The 2017 Hyundai Elantra Takes On The Top 3 Compact Sedans In America

Small cars are no longer the penalty boxes of old, especially in the compact segment where models like the all-new Hyundai Elantra combine a strong selection of luxury, safety, and infotainment features with sleek design and an affordable price tag. Comfort and class have gone way up at the entry-level, and the end result has been a dogfight between the Japanese automakers that have traditionally dominated the compact space and upstarts from Korean and Detroit that have studied their enemy well.

The 2017 Hyundai Elantra builds on the success of the previous-generation of the sedan, providing a slightly more muted take on the fashion-forward template that has guided much of Hyundai's design development over the last few years. Inside, the car is more spacious than you might think, sneaking mid-size accommodations into a compact package whose external dimension have grown only somewhat compared to the year before.

There's a lot to like about what's inside the 2017 Hyundai Elantra past the generous amount of passenger room.
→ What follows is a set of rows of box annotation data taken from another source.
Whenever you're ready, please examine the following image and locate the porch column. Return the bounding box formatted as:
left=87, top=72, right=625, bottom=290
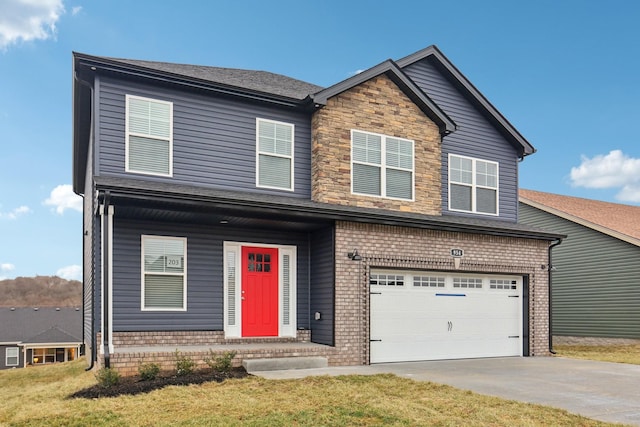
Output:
left=100, top=201, right=113, bottom=368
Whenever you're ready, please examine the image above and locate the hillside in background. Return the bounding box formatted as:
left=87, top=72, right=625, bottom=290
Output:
left=0, top=276, right=82, bottom=307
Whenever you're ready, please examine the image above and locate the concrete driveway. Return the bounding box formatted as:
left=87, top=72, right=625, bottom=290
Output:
left=254, top=357, right=640, bottom=426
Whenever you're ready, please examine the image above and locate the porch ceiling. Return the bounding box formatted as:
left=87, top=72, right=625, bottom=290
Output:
left=107, top=197, right=333, bottom=232
left=94, top=176, right=565, bottom=240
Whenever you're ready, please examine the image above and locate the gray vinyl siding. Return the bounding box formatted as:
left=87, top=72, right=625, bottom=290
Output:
left=520, top=203, right=640, bottom=338
left=404, top=58, right=518, bottom=221
left=96, top=78, right=311, bottom=198
left=310, top=227, right=335, bottom=345
left=113, top=219, right=309, bottom=332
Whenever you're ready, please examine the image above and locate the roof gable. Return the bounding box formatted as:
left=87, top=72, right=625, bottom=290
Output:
left=312, top=59, right=456, bottom=135
left=520, top=189, right=640, bottom=246
left=396, top=45, right=536, bottom=156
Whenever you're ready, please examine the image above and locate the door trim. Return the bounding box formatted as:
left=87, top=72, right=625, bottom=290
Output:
left=222, top=241, right=297, bottom=339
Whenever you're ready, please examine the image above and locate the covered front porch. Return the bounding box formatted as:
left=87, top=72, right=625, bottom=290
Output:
left=98, top=330, right=337, bottom=375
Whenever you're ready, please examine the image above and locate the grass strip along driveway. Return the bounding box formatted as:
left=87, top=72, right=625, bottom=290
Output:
left=0, top=360, right=610, bottom=426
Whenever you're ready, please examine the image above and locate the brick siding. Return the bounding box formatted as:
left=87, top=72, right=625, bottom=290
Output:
left=330, top=222, right=549, bottom=365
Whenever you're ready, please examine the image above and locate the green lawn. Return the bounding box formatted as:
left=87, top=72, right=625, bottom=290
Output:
left=0, top=360, right=610, bottom=426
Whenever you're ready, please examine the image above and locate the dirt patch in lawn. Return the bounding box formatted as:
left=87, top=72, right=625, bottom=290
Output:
left=69, top=367, right=248, bottom=399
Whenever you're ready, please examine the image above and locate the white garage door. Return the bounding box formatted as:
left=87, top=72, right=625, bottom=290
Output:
left=369, top=270, right=522, bottom=363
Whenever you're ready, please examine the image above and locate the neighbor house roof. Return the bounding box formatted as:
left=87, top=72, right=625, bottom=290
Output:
left=0, top=307, right=82, bottom=343
left=520, top=189, right=640, bottom=246
left=22, top=326, right=82, bottom=347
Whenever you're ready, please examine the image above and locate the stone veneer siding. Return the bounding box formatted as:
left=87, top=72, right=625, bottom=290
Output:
left=330, top=222, right=549, bottom=365
left=311, top=74, right=442, bottom=215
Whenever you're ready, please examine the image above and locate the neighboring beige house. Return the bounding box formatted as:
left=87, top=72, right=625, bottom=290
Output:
left=0, top=307, right=82, bottom=369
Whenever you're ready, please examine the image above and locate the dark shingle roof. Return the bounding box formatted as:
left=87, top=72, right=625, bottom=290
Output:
left=22, top=326, right=82, bottom=344
left=0, top=307, right=82, bottom=342
left=105, top=58, right=323, bottom=100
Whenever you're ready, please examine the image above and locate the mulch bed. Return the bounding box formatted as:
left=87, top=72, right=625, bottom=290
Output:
left=69, top=367, right=247, bottom=399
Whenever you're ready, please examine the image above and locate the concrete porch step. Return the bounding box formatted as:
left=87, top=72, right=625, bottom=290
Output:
left=242, top=356, right=329, bottom=374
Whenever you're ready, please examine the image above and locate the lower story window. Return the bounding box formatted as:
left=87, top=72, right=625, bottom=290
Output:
left=5, top=347, right=20, bottom=366
left=31, top=348, right=56, bottom=365
left=142, top=236, right=187, bottom=311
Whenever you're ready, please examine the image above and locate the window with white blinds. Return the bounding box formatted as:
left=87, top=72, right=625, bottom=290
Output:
left=5, top=347, right=20, bottom=366
left=125, top=95, right=173, bottom=176
left=142, top=236, right=187, bottom=311
left=351, top=130, right=414, bottom=200
left=449, top=154, right=498, bottom=215
left=256, top=119, right=294, bottom=191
Two LCD touchscreen infotainment systems measuring seven and eight inches, respectively, are on the docket, and Hyundai has also added a fair amount of active safety equipment to the mix, including blind spot monitoring, lane departure warning (and lane keeping assistance), forward collision warning, and an automatic braking system.

The engine bay reveals a 2.0-liter four-cylinder unit stepping in for last year's 1.8-liter mill, although output is almost identical (147 horses versus 145). A six-speed manual gearbox is available with this motor, but the six-speed automatic does a fine job of timing gear changes to maximize straight-line speed when needed. Fuel mileage is down a bit for 2017, rated at 29-mpg combined, but when the optional 128 horsepower, 1.4-liter turbocharged four-cylinder becomes available with the Elantra later in the year you an expect to see efficiency boosted to a more competitive level.

The 2017 Hyundai Elantra is geared up to do battle with a trio of class-leading compact car stalwarts that have some of the most fiercely loyal buyers in the business. How hard does the freshly-redesigned Elantra compete with the top 3 compact sedans in America? Let's take a closer look.

2016 Honda Civic

Killer Features: The Honda Civic was also recently redesigned (2016), bringing with it not just more aggressive styling but also a host of equipment improvements and two new drivetrains. The Civic is now also more engaging to drive than the model that preceded it, answering the call from Honda fans the world over to add a little fun to the well-loved compact sedan.

Better Than The Elantra? The Civic currently has two four-cylinder engines available – a 2.0-liter and a 1.5-liter turbo – that both beat the Hyundai in terms of fuel economy (31-mpg combined and 35-mpg combined) and output, (158 horsepower and 174 horsepower). That 1.4-liter turbo can't hit the Elantra order sheet soon enough, but it will still be down on grunt compared to the Honda Civic.

Worse Than The Elantra? Honda is sticking with its LaneWatch blind spot camera in the Civic, which shows you an image of the area immediately to the right of the sedan when you hit your blinker. It's only on one side of the car, and you have to take your eyes off the road to use it – give us the more traditional, and comprehensive blind spot monitoring feature in the Elantra any day.

2016 Toyota Corolla

Killer Features: The 2016 Toyota Corolla is one of the most reliable automobiles on the market, and like the Elantra it comes with a fair bit of standard equipment. Toyota has added the Entune touchscreen audio system to every single model, regardless of price, and the Corolla also happens to be fairly roomy inside for a compact car.

Better Than The Elantra? Stop me if you've heard this one: fuel mileage. Like the Civic, the Corolla outperforms the Hyundai Elantra regardless of whether you choose its base 1.8-liter four-cylinder engine (31-mpg combined) or the upgraded variable-valve timing version of the same mill (35-mpg combined).

Worse Than The Elantra? The Corolla may be many things, but it's certainly no speed demon. With a choice between either 132 horsepower or 140 horsepower, you're a fair bit slower than the Hyundai in most situations. More disappointing is the active safety quotient found with the car, as Toyota has yet to offer more than a rearview camera with the Corolla.

2016 Nissan Sentra

Killer Features: One of the most appealing aspects of the 2016 Nissan Sentra is its price: at $16,780 it's the only compact sedan on our list within spitting distance of the $15,799 you'll pay to get behind the wheel of the Hyundai Elantra.

Better Than The Elantra? The Nissan Sentra's 1.8-liter four-cylinder engine manages to best the Elantra in the efficiency department if you opt for the most efficient model (34-mpg combined). It also happens to boast one of the largest backseats in the small car business, complemented by a suitably enormous trunk.

Worse Than The Elantra? The Sentra isn't quite as quick (130 horsepower) or as interesting to drive as the Hyundai Elantra. There's also only one engine choice with the car, making it the only compact in our comparo that doesn't let you upgrade under the hood.